Much has been said and written about Coquette. Based on a recent lunch there, the restaurant still has some growing up to do if it wants to run with the big boys. The meal was a study in contrast. My basic bistro fare sung although it was not without its issues, whereas Lindsay's more refined menu just fell flat.

The space is well-located and beautiful, with large windows looking out onto bustling Magazine Street and a pressed tin ceiling. If one is looking to pick up a bored housewife from the tony Garden District, this would be the spot for you. The food however has some very major flaws. It is at times perfectly executed and at others infuriating.

Lindsay got the sunchoke soup with crabmeat and parsley puree. The soup was boring and lacked seasoning. The background flavor was that of plastic, rather than anything natural. Now admittedly, we had recently had the sunchoke soup from Iris, and compared to that fine specimen this seemed cheaper than a pair of Oakley knockoffs at the Flea Market.

I, on the other hand, had the marvelous, meticulous, well-executed fried shrimp with grapefruit, pomegranate seeds, olives, and arugula. The batter encasing the shrimp was a cross between tempura and a traditional fish 'n chips batter - light, greaseless, and crunchy. The entire dish floated between the seaside flavors of the shrimp, the pop and zing of the grapefruit, the briney olives, and the peppery arugula.

Lindsay struck out again with her main. The redfish with mushroom risotto and chow chow lacked focus. The risotto itself was textbook - well-cooked and earthy, but the redfish was greasy. The goal of the chow chow was to introduce some acid and pungency to the dish, but the force of the chow chow was like being hit in the jaw when all you needed was a tap on the shoulder.

Steak frites, while not difficult to make average, are very hard to make excellent. The steak component bordered on excellent. The hanger was well-seasoned, well-rested, tender and cooked to an exacting medium rare. The red wine demi and caramelized onions added some additional heft to the meat. The aioli had a wonderful vinegar and mustard component that paired equally well with the steak and the fries.

But the fries. They were sad, soggy, and as far as I could tell had never had the pleasure of being introduced to salt before greeting me. The fries also would have benefited from another sixty seconds in hot oil. Just by looking at the photo of the fries, you can tell they were not up to snuff. If you are going to go to the trouble or making house cut fries, which I believe these were, how could you forget to just toss them in some salt before plating?
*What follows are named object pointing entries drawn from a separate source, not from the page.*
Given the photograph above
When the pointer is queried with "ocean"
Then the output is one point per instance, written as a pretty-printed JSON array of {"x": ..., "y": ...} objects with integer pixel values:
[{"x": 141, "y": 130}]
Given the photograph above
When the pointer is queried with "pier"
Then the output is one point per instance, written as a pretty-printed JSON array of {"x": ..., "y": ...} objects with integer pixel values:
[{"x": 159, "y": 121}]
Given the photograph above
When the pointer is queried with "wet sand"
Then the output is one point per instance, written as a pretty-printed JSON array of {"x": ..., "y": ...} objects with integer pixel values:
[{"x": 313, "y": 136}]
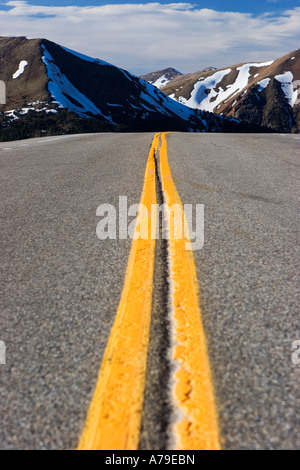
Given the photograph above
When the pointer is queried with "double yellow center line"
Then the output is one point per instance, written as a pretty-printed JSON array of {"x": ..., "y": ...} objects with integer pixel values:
[{"x": 114, "y": 417}]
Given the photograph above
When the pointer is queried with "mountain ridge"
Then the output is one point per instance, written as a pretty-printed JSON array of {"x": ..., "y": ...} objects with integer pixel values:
[
  {"x": 256, "y": 93},
  {"x": 46, "y": 81}
]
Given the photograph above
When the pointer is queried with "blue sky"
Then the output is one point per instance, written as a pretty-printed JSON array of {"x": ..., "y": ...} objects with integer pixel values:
[
  {"x": 244, "y": 6},
  {"x": 146, "y": 36}
]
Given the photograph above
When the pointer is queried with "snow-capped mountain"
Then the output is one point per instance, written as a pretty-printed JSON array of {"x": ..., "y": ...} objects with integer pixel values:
[
  {"x": 161, "y": 78},
  {"x": 257, "y": 93},
  {"x": 46, "y": 78}
]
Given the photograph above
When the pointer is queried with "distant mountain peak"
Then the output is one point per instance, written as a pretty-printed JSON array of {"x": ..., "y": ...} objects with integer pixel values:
[
  {"x": 47, "y": 79},
  {"x": 258, "y": 93},
  {"x": 161, "y": 78}
]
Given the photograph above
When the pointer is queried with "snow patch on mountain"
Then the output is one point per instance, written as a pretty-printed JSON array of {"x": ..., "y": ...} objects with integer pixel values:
[
  {"x": 86, "y": 57},
  {"x": 286, "y": 80},
  {"x": 161, "y": 81},
  {"x": 208, "y": 94},
  {"x": 21, "y": 69},
  {"x": 65, "y": 94},
  {"x": 263, "y": 84}
]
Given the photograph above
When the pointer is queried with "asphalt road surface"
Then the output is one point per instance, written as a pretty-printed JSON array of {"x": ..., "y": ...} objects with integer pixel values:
[{"x": 61, "y": 286}]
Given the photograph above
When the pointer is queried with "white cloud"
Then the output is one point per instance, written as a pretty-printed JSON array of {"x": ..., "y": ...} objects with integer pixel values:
[{"x": 147, "y": 37}]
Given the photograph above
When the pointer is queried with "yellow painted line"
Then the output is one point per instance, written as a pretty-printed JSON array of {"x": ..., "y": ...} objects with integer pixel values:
[
  {"x": 114, "y": 417},
  {"x": 195, "y": 427}
]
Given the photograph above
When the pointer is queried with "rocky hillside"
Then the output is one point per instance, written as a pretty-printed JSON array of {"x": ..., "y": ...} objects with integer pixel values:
[
  {"x": 256, "y": 93},
  {"x": 44, "y": 79},
  {"x": 161, "y": 78}
]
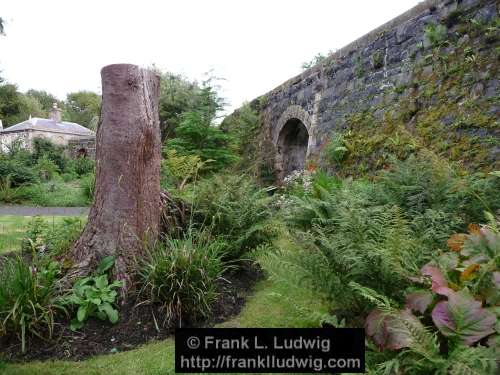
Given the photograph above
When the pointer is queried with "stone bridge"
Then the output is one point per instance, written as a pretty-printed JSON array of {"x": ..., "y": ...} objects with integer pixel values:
[{"x": 300, "y": 115}]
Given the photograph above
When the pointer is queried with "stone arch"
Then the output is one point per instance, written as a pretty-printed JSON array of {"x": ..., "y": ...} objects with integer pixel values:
[
  {"x": 293, "y": 111},
  {"x": 292, "y": 146},
  {"x": 291, "y": 138}
]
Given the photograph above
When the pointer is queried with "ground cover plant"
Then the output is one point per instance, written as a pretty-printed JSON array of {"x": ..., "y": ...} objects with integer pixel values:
[{"x": 398, "y": 234}]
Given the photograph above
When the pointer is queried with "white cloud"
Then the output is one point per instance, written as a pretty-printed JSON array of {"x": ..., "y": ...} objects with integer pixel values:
[{"x": 60, "y": 46}]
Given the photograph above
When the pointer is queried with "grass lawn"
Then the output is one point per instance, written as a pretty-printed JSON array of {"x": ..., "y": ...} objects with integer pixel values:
[
  {"x": 271, "y": 305},
  {"x": 12, "y": 229}
]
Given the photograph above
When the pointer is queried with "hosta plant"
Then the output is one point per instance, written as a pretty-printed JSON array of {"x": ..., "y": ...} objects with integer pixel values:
[{"x": 94, "y": 296}]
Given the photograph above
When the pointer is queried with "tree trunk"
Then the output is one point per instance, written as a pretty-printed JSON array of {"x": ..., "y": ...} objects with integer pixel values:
[{"x": 125, "y": 215}]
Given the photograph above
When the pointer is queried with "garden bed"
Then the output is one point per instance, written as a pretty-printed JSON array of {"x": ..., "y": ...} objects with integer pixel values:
[{"x": 135, "y": 327}]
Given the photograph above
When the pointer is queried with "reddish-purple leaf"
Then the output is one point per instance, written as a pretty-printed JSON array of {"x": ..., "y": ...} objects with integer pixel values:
[
  {"x": 463, "y": 317},
  {"x": 496, "y": 279},
  {"x": 419, "y": 301}
]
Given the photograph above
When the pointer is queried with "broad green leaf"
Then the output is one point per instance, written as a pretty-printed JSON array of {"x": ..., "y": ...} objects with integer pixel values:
[
  {"x": 75, "y": 325},
  {"x": 101, "y": 281},
  {"x": 110, "y": 312},
  {"x": 81, "y": 314},
  {"x": 105, "y": 264},
  {"x": 419, "y": 300}
]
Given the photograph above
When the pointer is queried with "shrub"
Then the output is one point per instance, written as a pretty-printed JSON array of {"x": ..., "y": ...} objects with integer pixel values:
[
  {"x": 55, "y": 240},
  {"x": 335, "y": 150},
  {"x": 436, "y": 34},
  {"x": 9, "y": 194},
  {"x": 372, "y": 246},
  {"x": 43, "y": 148},
  {"x": 18, "y": 172},
  {"x": 28, "y": 300},
  {"x": 46, "y": 168},
  {"x": 426, "y": 182},
  {"x": 54, "y": 194},
  {"x": 196, "y": 135},
  {"x": 177, "y": 170},
  {"x": 234, "y": 208},
  {"x": 94, "y": 296},
  {"x": 83, "y": 166},
  {"x": 452, "y": 309},
  {"x": 182, "y": 275}
]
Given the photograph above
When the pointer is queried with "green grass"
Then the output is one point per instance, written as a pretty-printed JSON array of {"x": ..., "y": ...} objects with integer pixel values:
[
  {"x": 12, "y": 229},
  {"x": 270, "y": 305},
  {"x": 55, "y": 194}
]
Service started out with a bang and fizzled. As we waited for our main course to be cleared, the table next to us went through two courses. As we sat, the hostess stared off with a far away look reserved for when you don't want to make eye contact with someone from your past. Finally the waiter returned and cleared our plates. Five minutes later he came back to ask if we wanted a dessert menu, we said yes, which lead to another long wait. And so on and so forth. By the time our post lunch drinks had arrived, the lunch hour had become two.

I wish I had better things to say about Coquette, but then again, I bet they do too.

Coquette -Bogey, the bad far outweighed the good.